Nade para a superfície e observe o céu,
veja Éolo lhe apontando para o oeste,
ice as velas da mente e volte para casa. 

Lucas O. Ornaghi

segunda-feira, 8 de outubro de 2012

ALÉM DESTE INSTANTE




















O pior do mundo está abertamente exposto,
a alma humana fartou-se de desgosto,
a agonia alastra-se pelo ar e fere cada rosto.

Olhos abrem-se nestes dias vis e sem alento,
veem realidades com grande esgotamento,
buscam se libertar das memórias no tempo.

Os homens temem ver além deste instante,
recusam confrontar um mundo perturbante,
prosseguem ignorando o amanhã avante.

Às vezes param o tempo para poder pensar,
no vazio entre sonho e realidade estacionar,
na eternidade de um instante para alucinar.

A solitude cerca, beija-os como o vil inimigo,
um falso abrigo do medo que vem para afligir,
para a pensamentos perigosos conduzir.

Falsa ideologia moderna nas ruas se externa,
é aquela que para o homem se faz eterna,
o prisioneiro da escuridão de sua caverna.

Lucas O. Ornaghi

sábado, 1 de setembro de 2012

FRUTOS PERFEITOS DA IMAGINAÇÃO

















O silêncio entoa o desgosto em
meus ouvidos, eu tento
esquecê-lo, desconhecê-lo,
sua presença perder e essa dor
muda conter.

As mãos gélidas tremem,
sentem o frio da solidão, e
caminhando pelas ruas vazias
verto lágrimas de gelo de um já
frígido coração.

Nasce dentro de mim uma
arraigada tristeza, profundo
sentimento que me causa frieza
e eu sei que não pertence à
minha natureza.

A vil insensibilidade e ingratidão
calejam meu coração, a
falsidade estampada em rostos
alheios subestima a minha
percepção.

Não exijo perfeição da prole da
imperfeição, mas gostaria que
pessoas genuínas fossem mais
do que frutos perfeitos da
imaginação. 

Lucas O. Ornaghi

segunda-feira, 20 de agosto de 2012

EPITÁFIO














Caem nas lápides do inferno lágrimas de saudade.
Antigos epitáfios enaltecem sombras da existência.
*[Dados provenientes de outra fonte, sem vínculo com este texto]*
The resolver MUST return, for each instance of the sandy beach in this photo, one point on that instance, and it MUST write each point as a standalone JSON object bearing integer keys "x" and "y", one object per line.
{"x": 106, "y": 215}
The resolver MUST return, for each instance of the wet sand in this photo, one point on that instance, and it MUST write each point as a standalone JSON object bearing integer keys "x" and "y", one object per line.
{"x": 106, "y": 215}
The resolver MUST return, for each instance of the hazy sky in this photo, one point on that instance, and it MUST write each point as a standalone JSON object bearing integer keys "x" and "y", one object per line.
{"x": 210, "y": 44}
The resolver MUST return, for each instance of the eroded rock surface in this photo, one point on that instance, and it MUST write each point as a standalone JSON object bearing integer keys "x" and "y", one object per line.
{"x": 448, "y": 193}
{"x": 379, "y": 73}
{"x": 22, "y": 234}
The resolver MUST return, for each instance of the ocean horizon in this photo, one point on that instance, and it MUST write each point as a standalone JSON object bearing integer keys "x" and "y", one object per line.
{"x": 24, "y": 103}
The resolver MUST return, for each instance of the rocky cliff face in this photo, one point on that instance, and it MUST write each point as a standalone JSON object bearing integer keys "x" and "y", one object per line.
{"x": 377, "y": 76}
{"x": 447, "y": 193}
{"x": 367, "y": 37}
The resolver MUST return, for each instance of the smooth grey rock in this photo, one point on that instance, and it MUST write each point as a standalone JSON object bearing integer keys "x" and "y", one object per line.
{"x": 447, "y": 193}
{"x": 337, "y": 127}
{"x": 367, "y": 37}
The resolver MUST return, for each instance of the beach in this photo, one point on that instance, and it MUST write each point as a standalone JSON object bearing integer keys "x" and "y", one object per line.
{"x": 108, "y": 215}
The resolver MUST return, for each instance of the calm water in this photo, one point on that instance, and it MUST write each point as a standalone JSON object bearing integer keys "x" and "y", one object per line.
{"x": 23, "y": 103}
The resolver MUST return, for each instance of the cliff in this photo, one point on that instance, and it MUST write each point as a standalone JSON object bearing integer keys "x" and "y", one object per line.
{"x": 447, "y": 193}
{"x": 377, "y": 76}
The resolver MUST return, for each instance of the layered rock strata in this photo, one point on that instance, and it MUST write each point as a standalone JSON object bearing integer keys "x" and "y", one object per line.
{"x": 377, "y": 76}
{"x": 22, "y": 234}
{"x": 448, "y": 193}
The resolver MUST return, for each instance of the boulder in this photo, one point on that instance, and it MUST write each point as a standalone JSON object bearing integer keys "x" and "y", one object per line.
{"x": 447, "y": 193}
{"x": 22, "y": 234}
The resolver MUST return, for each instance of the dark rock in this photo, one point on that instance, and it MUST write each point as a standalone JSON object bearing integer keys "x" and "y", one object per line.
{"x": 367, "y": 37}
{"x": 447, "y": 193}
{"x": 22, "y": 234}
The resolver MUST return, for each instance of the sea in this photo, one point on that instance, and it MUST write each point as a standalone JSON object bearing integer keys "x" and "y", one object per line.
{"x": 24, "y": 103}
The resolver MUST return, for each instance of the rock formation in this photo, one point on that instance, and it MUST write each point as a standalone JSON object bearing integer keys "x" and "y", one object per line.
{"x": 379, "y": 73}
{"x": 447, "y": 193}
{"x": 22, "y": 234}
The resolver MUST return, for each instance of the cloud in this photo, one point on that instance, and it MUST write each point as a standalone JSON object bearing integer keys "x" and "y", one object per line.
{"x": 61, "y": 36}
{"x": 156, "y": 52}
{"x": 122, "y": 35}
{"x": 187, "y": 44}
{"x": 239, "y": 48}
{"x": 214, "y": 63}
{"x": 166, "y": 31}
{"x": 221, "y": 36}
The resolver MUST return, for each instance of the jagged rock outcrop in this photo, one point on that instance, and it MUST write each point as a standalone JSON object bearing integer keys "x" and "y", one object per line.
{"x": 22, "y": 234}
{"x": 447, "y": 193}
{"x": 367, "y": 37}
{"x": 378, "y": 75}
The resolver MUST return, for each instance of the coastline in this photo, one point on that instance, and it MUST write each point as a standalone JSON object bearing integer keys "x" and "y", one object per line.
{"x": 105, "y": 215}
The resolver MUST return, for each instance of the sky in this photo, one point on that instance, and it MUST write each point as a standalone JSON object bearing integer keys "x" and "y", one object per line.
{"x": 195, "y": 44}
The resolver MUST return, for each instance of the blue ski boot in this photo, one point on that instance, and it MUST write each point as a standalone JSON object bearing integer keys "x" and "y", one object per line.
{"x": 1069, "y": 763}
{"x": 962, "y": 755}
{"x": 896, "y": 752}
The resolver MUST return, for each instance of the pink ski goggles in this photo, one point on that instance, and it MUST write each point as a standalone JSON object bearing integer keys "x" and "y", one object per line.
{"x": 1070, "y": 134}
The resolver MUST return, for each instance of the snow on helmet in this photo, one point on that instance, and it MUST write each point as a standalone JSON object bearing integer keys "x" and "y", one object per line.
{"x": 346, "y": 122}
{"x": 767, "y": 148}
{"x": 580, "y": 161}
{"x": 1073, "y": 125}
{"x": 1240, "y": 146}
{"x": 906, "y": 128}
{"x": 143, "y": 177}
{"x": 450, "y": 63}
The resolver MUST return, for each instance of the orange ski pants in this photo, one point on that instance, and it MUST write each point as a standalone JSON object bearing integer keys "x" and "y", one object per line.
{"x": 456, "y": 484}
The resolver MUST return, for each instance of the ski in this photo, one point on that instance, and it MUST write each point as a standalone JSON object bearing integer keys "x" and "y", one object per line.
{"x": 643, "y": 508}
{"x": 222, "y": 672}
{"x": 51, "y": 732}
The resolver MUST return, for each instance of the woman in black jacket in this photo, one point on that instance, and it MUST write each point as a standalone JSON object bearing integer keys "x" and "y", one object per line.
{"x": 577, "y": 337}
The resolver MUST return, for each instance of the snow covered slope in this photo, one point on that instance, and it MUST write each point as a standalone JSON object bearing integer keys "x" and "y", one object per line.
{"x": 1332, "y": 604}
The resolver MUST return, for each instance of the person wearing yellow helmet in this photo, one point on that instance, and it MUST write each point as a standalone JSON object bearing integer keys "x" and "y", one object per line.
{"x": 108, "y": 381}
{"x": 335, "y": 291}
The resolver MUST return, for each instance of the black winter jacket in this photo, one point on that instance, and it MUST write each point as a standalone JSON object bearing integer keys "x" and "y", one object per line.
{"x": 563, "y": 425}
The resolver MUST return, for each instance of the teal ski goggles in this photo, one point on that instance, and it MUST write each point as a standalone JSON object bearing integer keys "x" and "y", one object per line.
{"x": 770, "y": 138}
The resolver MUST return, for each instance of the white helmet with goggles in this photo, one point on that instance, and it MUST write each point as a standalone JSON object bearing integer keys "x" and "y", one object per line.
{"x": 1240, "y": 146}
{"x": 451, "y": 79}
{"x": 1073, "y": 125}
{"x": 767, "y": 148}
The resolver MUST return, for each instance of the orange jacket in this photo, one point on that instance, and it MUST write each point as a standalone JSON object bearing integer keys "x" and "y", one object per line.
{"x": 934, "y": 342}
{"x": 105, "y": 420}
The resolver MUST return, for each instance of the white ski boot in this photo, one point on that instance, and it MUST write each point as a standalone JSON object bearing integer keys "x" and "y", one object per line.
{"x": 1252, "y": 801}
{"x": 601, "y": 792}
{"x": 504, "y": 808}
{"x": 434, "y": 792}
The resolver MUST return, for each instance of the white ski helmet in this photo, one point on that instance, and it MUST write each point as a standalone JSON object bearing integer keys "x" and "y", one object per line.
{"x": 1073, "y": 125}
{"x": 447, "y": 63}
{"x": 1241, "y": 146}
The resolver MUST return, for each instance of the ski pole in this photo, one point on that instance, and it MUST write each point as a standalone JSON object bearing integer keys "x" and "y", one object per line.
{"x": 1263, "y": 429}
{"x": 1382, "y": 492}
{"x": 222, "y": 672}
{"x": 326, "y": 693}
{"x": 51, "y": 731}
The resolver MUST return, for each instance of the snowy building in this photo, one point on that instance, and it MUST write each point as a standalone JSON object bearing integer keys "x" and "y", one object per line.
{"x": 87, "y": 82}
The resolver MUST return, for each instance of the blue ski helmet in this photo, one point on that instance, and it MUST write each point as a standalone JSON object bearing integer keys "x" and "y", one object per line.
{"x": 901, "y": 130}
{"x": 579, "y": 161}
Fria esvanece a história das almas, fria como a
chuva que rega esses jardins solitários.

Mas o além não hospeda nenhum que já partiu.
Não, pois além da morte só há esperança.

Eis que ao som de cânticos após o fim dos tempos
ossos e tecidos em belos jardins se erguerão.

Caem nos jardins do paraíso lágrimas de gratidão.
Nos pátios do Altíssimo a glória se eternizou.

Lucas O. Ornaghi

sábado, 23 de junho de 2012

A PORTA DA VIDA




















Sinto medo de as coisas ficarem assim, 
não sei dizer o que está diante de mim, 
receio que o tempo me mostrará enfim. 




Imagino-me tão distinto do que sou, 
sempre me pego sem saber aonde vou, 
cada vez mais ressinto ficar onde estou. 


A vida prossegue na mesma direção, 
rumo a uma inevitável rota de colisão, 
colisão entre a rotina e o meu coração. 


Nasce dentro de mim intensa tristeza, 
sentimento esse que me causa frieza 
e sei que não pertence à minha natureza. 


De manhã me levanto dificultosamente, 
talvez cansado de sonhar e ter de o 
sonho esquecer na hora de viver. 


Mas deixarei de reclamar e me lastimar, 
enquanto o ar se puder respirar e a brisa 
o meu rosto vier docemente tocar. 


Em nossas ideias há a falsa perfeição, 
mas tudo é concebido em imperfeição, 
e tudo, além disso, não passa de ilusão. 


A beleza existirá sempre que houver 
alma para apreciá-la, sempre que um 
apaixonado pela vida decidir poetizá-la. 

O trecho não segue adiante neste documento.